昔のように数撃ちゃ当たるというわけにはいきません。すぐ撮りたいという気持ちを押さえて、これだ!という場面でシャッターを切り撮影をします。フィルム高騰のおり、こうした「キメ撃ち」を行うことが必要です。

まとめ 

フィルム ポジが5000円超、ネガも2000円超の時代です。各カメラメーカーが、フィルムを使うカメラを細々ではありますが、アナログカメラを開発、販売を始めました。これらのフィルムカメラ、一番安いコンパクトカメラでも10万円越えです。1眼レフに至っては20万円越えです。

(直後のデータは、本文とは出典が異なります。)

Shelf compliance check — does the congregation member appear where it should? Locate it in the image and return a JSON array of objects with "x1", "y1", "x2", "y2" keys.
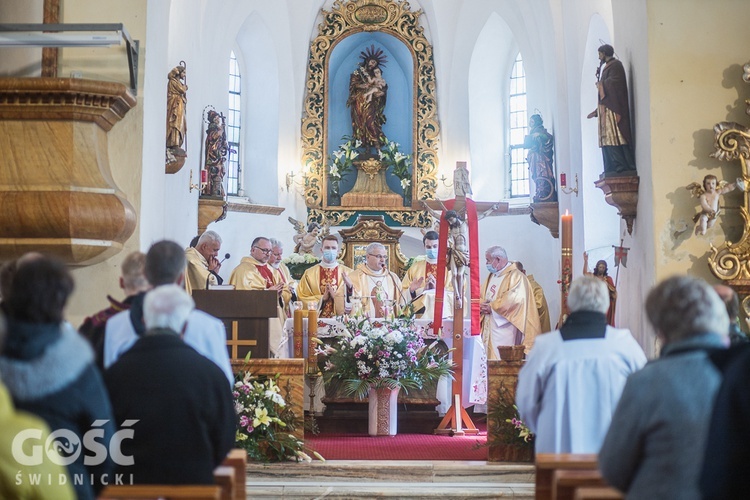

カラーネガフィルムが2000円越えですから経済的に楽しむことができない価格です。まるで老人会のゲートボールスティックの材質競争ですね。フィルムカメラが見直され、フィルムが安く安定的に供給されるようになればフィルムカメラの価格も安くなるのでは?そうでなくてはフィルムカメラは「ぜーたくアマチュア」のものになり中古でも手に入らなくなると思います。